Sep. 19, 2012 - Issue #883: Best of Edmonton 2012
After two successful EPs, Bend Sinister is back with Small Fame, its first full-length album since 2008.
The keyboard-driven, sonically nostalgic disc brings back sounds of the '70s and '80s with Bend Sinister's signature prog-rock flair. Drummer Jason Dana believes the band has become more refined over the last couple of years and that the members are better musicians overall, which comes across on the new album.
"We've come a long ways from when the band first got together, at least the incarnation it's in now," Dana adds. "I think it comes with time, it comes with playing with each other—that sounds gross—playing in a band together, over the years ... your intuition towards each other becomes a little more refined. We feed off each other when we're playing live or anticipate what someone's going to do. It's just familiarity with the individuals."
Small Fame brings a less elaborate sound than Bend Sinister displayed on its previous full-length, Stories of Brothers, Tales of Lovers, which Dana says was a record with lots of overdubs and a whole lot of everything going on at the same time.
"This time it was kind of kept to a minimum and a lot of the songs are really just us playing as a band, you know, with minimal overdubs," he adds.
Small Fame took shape during a few months spent in Toronto when the band hunkered down for almost daily jam sessions. When it came time to hit the studio with producer Shawn Cole at Mushroom Studios, Dana says it was as simple as pressing record, playing one song and moving right along to the next. The recording session for Small Fame took place at the same time as Bend Sinister's last EP, Got You On My Mind, and Dana managed to pound out 18 songs over the course of 16 hours.
"It was very tiring," he recalls. "I would essentially do three or four, possibly five takes of each song and would just move on, and would just go back and redo what we thought was best."
Aside from the whirlwind of takes, the recording session was memorable for Dana in another way.

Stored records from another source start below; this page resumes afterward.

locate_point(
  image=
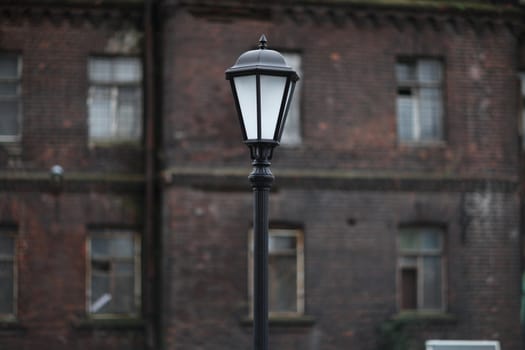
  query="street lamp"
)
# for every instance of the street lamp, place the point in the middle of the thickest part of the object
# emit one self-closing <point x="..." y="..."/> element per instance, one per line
<point x="262" y="86"/>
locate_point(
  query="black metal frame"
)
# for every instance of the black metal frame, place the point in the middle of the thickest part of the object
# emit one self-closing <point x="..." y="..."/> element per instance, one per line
<point x="258" y="63"/>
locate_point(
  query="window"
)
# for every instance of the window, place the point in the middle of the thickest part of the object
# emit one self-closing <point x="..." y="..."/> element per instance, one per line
<point x="285" y="272"/>
<point x="420" y="269"/>
<point x="292" y="129"/>
<point x="10" y="101"/>
<point x="522" y="104"/>
<point x="114" y="273"/>
<point x="115" y="99"/>
<point x="419" y="100"/>
<point x="7" y="273"/>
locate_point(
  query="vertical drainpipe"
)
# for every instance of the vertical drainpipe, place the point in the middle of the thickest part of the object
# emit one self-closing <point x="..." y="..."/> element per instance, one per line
<point x="150" y="273"/>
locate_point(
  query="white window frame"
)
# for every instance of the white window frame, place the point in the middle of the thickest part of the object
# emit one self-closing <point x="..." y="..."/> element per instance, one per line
<point x="468" y="344"/>
<point x="18" y="97"/>
<point x="299" y="253"/>
<point x="137" y="293"/>
<point x="114" y="87"/>
<point x="522" y="107"/>
<point x="11" y="232"/>
<point x="415" y="86"/>
<point x="292" y="129"/>
<point x="419" y="255"/>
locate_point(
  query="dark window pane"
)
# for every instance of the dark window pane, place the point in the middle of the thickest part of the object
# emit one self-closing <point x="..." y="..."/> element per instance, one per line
<point x="431" y="282"/>
<point x="8" y="89"/>
<point x="6" y="288"/>
<point x="8" y="66"/>
<point x="124" y="268"/>
<point x="405" y="72"/>
<point x="129" y="107"/>
<point x="7" y="246"/>
<point x="430" y="240"/>
<point x="409" y="240"/>
<point x="99" y="247"/>
<point x="9" y="118"/>
<point x="430" y="112"/>
<point x="405" y="117"/>
<point x="408" y="289"/>
<point x="100" y="293"/>
<point x="281" y="243"/>
<point x="282" y="276"/>
<point x="123" y="301"/>
<point x="122" y="247"/>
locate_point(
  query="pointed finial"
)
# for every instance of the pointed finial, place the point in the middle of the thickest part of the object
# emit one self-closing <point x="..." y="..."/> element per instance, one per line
<point x="262" y="42"/>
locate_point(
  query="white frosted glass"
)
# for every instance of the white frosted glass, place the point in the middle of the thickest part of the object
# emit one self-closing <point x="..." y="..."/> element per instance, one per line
<point x="246" y="93"/>
<point x="272" y="91"/>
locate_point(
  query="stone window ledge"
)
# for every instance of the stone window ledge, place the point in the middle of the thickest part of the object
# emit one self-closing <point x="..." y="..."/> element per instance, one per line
<point x="424" y="317"/>
<point x="11" y="325"/>
<point x="110" y="323"/>
<point x="283" y="321"/>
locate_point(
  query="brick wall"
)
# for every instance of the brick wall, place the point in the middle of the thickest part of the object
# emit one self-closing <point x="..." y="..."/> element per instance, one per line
<point x="102" y="185"/>
<point x="332" y="184"/>
<point x="348" y="102"/>
<point x="350" y="266"/>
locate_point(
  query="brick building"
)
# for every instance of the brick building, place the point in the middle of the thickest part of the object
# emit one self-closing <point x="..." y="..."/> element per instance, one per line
<point x="396" y="215"/>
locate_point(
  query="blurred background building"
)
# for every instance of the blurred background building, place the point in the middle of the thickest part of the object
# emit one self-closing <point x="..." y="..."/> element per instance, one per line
<point x="397" y="214"/>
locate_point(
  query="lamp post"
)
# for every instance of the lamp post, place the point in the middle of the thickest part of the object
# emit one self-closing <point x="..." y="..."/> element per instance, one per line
<point x="262" y="86"/>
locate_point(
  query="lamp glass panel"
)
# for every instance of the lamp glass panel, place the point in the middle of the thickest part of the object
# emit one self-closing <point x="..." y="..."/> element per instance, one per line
<point x="272" y="91"/>
<point x="290" y="116"/>
<point x="245" y="86"/>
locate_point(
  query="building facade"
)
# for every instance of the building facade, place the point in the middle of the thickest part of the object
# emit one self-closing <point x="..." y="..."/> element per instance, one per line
<point x="395" y="217"/>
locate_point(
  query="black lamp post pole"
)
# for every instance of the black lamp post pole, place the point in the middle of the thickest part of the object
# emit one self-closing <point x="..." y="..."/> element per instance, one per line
<point x="261" y="179"/>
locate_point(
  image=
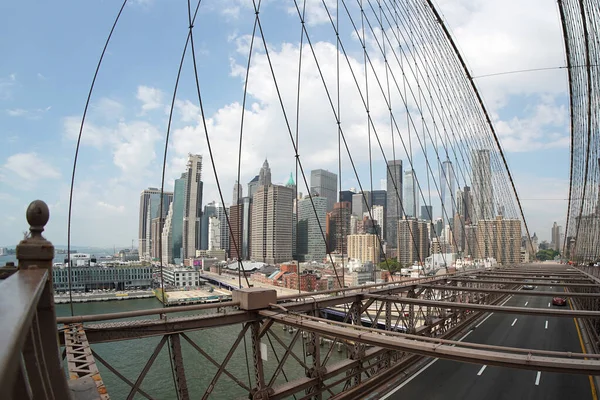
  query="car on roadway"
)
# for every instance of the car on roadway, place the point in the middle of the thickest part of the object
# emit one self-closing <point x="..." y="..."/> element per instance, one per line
<point x="559" y="301"/>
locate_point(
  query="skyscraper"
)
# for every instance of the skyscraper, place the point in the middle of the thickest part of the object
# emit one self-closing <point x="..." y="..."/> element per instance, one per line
<point x="447" y="192"/>
<point x="464" y="204"/>
<point x="346" y="196"/>
<point x="324" y="183"/>
<point x="214" y="233"/>
<point x="411" y="201"/>
<point x="223" y="226"/>
<point x="272" y="224"/>
<point x="210" y="210"/>
<point x="339" y="227"/>
<point x="556" y="237"/>
<point x="427" y="213"/>
<point x="177" y="219"/>
<point x="394" y="201"/>
<point x="483" y="194"/>
<point x="501" y="239"/>
<point x="252" y="186"/>
<point x="413" y="241"/>
<point x="192" y="206"/>
<point x="237" y="193"/>
<point x="167" y="238"/>
<point x="312" y="245"/>
<point x="264" y="177"/>
<point x="379" y="198"/>
<point x="361" y="202"/>
<point x="149" y="209"/>
<point x="239" y="235"/>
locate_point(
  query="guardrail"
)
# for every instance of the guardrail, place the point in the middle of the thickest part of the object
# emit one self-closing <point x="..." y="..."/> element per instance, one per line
<point x="30" y="366"/>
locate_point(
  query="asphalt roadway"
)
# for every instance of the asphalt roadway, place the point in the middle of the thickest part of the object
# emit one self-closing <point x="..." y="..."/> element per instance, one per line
<point x="448" y="380"/>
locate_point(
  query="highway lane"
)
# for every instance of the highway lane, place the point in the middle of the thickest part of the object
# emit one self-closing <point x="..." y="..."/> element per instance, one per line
<point x="447" y="380"/>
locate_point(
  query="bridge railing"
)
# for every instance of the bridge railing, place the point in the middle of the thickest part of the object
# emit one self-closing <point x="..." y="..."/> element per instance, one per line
<point x="30" y="366"/>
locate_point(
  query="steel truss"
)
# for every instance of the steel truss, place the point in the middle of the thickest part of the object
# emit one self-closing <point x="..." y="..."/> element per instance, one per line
<point x="384" y="330"/>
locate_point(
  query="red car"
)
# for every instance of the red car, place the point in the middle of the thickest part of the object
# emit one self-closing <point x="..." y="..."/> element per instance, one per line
<point x="559" y="301"/>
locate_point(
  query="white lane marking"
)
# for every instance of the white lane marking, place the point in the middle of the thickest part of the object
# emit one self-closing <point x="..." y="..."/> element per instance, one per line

He began to take note of the platinum and gold records decorating the studio walls, realizing the roster included names like Heart, Lover Boy, Trooper, Chilliwack and even Led Zeppelin.
"When they were recording Led Zeppelin II, they were out on tour in North America promoting Led Zeppelin I and they did the gist of the recording in the UK, but I guess when they came over here to North America to tour, they would stop and do just small parts like tambourines or harmonicas, and apparently they did some tambourines and harmonica parts at Mushroom Studios," Dana notes. "I was just enthralled and kind of beside myself that I was sharing the same room as John Bonham, who would have been in there years and years ago."